El Breviario de Belleville es un manuscrito ilustrado que data de 1323-1326 y que se conserva en la Biblioteca Nacional de Francia.
La primera mención del Breviario se remonta a 1380, cuando fue registrado con este nombre en el inventario de Carlos V. Sin duda fue hecho para Jeanne de Belleville, esposa de Olivier IV de Clisson, acusado de traición y ejecutado en París en 1343, cuyos bienes fueron confiscados a favor del rey de Francia. Carlos VI regaló el precioso Breviario a su yerno, Ricardo II de Inglaterra, y su sucesor, Enrique IV, se lo obsequió a Jean de Berry, probablemente a petición de este último. A su vez, el Duque de Berry lo legó a su sobrina, María de Francia, que se había convertido en monja del monasterio dominicano de Poissy; dado que el manuscrito estaba destinado para el uso de los dominicos, está indicada su donación. El manuscrito permaneció en posesión del monasterio hasta la Revolución Francesa, cuando fue transferido a la Biblioteca Nacional de París.

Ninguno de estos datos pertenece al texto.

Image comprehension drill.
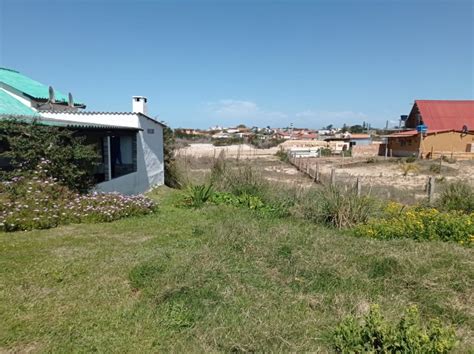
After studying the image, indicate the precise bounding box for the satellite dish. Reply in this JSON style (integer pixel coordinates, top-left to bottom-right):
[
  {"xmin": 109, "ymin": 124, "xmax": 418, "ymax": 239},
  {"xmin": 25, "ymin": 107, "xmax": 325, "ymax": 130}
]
[
  {"xmin": 48, "ymin": 86, "xmax": 56, "ymax": 103},
  {"xmin": 67, "ymin": 92, "xmax": 74, "ymax": 107}
]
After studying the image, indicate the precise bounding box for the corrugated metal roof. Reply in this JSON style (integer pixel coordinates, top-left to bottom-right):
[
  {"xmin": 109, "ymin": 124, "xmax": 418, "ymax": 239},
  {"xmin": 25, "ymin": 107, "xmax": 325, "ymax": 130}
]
[
  {"xmin": 409, "ymin": 100, "xmax": 474, "ymax": 132},
  {"xmin": 0, "ymin": 115, "xmax": 142, "ymax": 131},
  {"xmin": 0, "ymin": 68, "xmax": 82, "ymax": 105},
  {"xmin": 0, "ymin": 88, "xmax": 37, "ymax": 116},
  {"xmin": 382, "ymin": 129, "xmax": 474, "ymax": 138}
]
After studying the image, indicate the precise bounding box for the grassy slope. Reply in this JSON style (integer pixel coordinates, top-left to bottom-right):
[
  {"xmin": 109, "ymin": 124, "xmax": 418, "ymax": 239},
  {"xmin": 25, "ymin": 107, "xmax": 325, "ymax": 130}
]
[{"xmin": 0, "ymin": 190, "xmax": 474, "ymax": 352}]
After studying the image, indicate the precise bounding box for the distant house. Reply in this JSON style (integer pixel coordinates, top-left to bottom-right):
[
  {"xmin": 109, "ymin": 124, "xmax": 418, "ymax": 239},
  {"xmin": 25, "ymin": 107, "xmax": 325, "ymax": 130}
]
[
  {"xmin": 386, "ymin": 100, "xmax": 474, "ymax": 158},
  {"xmin": 349, "ymin": 133, "xmax": 372, "ymax": 146},
  {"xmin": 0, "ymin": 68, "xmax": 164, "ymax": 194}
]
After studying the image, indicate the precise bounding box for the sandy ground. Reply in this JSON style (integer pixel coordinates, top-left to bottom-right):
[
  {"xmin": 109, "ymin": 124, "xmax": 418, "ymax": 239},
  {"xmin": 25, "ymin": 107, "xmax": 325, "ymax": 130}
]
[
  {"xmin": 177, "ymin": 144, "xmax": 474, "ymax": 198},
  {"xmin": 176, "ymin": 144, "xmax": 279, "ymax": 159}
]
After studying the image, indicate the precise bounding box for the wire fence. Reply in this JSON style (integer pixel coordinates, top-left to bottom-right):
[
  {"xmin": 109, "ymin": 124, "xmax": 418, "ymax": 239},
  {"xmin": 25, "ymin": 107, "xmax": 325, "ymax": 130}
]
[{"xmin": 288, "ymin": 155, "xmax": 437, "ymax": 204}]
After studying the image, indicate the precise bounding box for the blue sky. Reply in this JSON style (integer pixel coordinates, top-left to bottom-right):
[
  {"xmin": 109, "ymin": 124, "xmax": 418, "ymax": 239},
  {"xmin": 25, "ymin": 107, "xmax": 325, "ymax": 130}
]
[{"xmin": 0, "ymin": 0, "xmax": 474, "ymax": 128}]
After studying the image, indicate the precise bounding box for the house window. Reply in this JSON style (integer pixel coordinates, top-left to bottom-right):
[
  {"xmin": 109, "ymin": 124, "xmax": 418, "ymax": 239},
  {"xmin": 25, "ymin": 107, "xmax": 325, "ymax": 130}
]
[
  {"xmin": 0, "ymin": 140, "xmax": 13, "ymax": 171},
  {"xmin": 110, "ymin": 134, "xmax": 137, "ymax": 178}
]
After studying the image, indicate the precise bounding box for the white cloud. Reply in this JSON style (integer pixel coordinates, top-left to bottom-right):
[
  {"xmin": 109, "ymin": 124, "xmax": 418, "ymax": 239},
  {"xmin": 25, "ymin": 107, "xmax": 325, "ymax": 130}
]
[
  {"xmin": 206, "ymin": 99, "xmax": 288, "ymax": 126},
  {"xmin": 205, "ymin": 99, "xmax": 369, "ymax": 128},
  {"xmin": 295, "ymin": 110, "xmax": 369, "ymax": 128}
]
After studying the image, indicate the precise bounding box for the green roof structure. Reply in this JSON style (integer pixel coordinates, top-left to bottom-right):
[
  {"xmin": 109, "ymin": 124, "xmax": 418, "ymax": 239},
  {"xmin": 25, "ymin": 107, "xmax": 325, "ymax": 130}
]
[
  {"xmin": 0, "ymin": 88, "xmax": 38, "ymax": 116},
  {"xmin": 0, "ymin": 68, "xmax": 83, "ymax": 105}
]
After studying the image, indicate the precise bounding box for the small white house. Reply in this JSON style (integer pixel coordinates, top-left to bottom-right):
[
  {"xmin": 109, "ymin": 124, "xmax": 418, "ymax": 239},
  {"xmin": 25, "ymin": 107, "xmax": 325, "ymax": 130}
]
[{"xmin": 0, "ymin": 68, "xmax": 164, "ymax": 194}]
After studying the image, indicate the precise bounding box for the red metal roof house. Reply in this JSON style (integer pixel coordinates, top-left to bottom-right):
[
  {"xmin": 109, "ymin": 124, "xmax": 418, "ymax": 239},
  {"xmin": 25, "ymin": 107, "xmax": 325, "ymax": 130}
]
[{"xmin": 387, "ymin": 100, "xmax": 474, "ymax": 159}]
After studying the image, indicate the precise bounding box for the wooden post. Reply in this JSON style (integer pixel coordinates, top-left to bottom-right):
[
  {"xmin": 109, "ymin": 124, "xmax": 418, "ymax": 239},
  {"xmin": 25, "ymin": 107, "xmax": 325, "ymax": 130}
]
[
  {"xmin": 427, "ymin": 176, "xmax": 435, "ymax": 204},
  {"xmin": 331, "ymin": 167, "xmax": 336, "ymax": 187},
  {"xmin": 314, "ymin": 162, "xmax": 319, "ymax": 183}
]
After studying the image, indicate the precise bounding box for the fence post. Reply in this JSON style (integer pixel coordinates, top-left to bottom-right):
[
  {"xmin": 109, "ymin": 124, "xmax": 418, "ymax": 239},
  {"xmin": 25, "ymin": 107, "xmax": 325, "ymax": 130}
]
[
  {"xmin": 427, "ymin": 176, "xmax": 435, "ymax": 204},
  {"xmin": 314, "ymin": 162, "xmax": 319, "ymax": 183},
  {"xmin": 356, "ymin": 177, "xmax": 362, "ymax": 197},
  {"xmin": 331, "ymin": 167, "xmax": 336, "ymax": 186}
]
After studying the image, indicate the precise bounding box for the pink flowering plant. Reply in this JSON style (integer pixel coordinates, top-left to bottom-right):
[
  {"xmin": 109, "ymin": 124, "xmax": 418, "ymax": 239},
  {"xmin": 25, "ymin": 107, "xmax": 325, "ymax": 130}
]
[{"xmin": 0, "ymin": 159, "xmax": 156, "ymax": 231}]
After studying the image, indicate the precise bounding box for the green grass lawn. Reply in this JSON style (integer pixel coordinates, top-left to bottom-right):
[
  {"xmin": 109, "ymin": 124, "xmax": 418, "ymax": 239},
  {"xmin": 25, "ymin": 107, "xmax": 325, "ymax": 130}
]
[{"xmin": 0, "ymin": 189, "xmax": 474, "ymax": 352}]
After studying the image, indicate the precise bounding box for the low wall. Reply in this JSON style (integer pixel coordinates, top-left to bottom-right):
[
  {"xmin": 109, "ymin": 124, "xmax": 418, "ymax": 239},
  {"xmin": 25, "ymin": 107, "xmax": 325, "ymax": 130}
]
[
  {"xmin": 424, "ymin": 151, "xmax": 474, "ymax": 160},
  {"xmin": 352, "ymin": 144, "xmax": 381, "ymax": 157}
]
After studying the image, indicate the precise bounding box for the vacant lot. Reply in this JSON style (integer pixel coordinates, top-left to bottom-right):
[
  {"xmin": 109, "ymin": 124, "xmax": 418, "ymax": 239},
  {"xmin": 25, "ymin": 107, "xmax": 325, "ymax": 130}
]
[{"xmin": 0, "ymin": 189, "xmax": 474, "ymax": 352}]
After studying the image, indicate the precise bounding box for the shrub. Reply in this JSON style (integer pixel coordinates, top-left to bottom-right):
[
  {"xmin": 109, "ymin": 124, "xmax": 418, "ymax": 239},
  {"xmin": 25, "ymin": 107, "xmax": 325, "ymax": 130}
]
[
  {"xmin": 184, "ymin": 184, "xmax": 214, "ymax": 208},
  {"xmin": 400, "ymin": 162, "xmax": 420, "ymax": 177},
  {"xmin": 0, "ymin": 120, "xmax": 99, "ymax": 192},
  {"xmin": 354, "ymin": 203, "xmax": 474, "ymax": 246},
  {"xmin": 332, "ymin": 305, "xmax": 456, "ymax": 353},
  {"xmin": 430, "ymin": 163, "xmax": 441, "ymax": 174},
  {"xmin": 212, "ymin": 137, "xmax": 244, "ymax": 146},
  {"xmin": 163, "ymin": 127, "xmax": 182, "ymax": 188},
  {"xmin": 293, "ymin": 186, "xmax": 376, "ymax": 228},
  {"xmin": 0, "ymin": 160, "xmax": 156, "ymax": 231},
  {"xmin": 319, "ymin": 148, "xmax": 332, "ymax": 156},
  {"xmin": 437, "ymin": 182, "xmax": 474, "ymax": 213},
  {"xmin": 249, "ymin": 135, "xmax": 285, "ymax": 149},
  {"xmin": 275, "ymin": 150, "xmax": 289, "ymax": 162},
  {"xmin": 441, "ymin": 155, "xmax": 456, "ymax": 164}
]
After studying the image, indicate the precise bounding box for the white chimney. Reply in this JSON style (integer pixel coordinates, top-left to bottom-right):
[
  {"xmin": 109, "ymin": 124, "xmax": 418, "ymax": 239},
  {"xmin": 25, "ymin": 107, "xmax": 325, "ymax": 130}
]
[{"xmin": 132, "ymin": 96, "xmax": 148, "ymax": 115}]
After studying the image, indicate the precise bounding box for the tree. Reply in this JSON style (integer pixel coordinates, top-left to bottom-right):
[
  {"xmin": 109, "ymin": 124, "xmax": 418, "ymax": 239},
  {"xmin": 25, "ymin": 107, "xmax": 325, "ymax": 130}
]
[
  {"xmin": 163, "ymin": 126, "xmax": 181, "ymax": 188},
  {"xmin": 0, "ymin": 119, "xmax": 99, "ymax": 192}
]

A continuación, se muestran algunas de las miniaturas que ilustran el oficio litúrgico para la fiesta del Santo Padre Domingo:
El sueño de Inocencio III: Santo Domingo sosteniendo la Basilica de Letran que esta a punto de derrumbarse.
Santo Domingo predicando a los herejes.
La visión de San Pedro y San Pablo que encomiendan a Santo Domingo la misión de predicar
(nótese el bastón de viaje y el libro de los Santos Evangelios).
La traslación del cuerpo de Santo Domingo: Bolonia 24 de mayo de 1233.
Dos frailes llevan en procesión el relicario con los restos del santo,
mientras que dos enfermos, abajo, imploran la curación.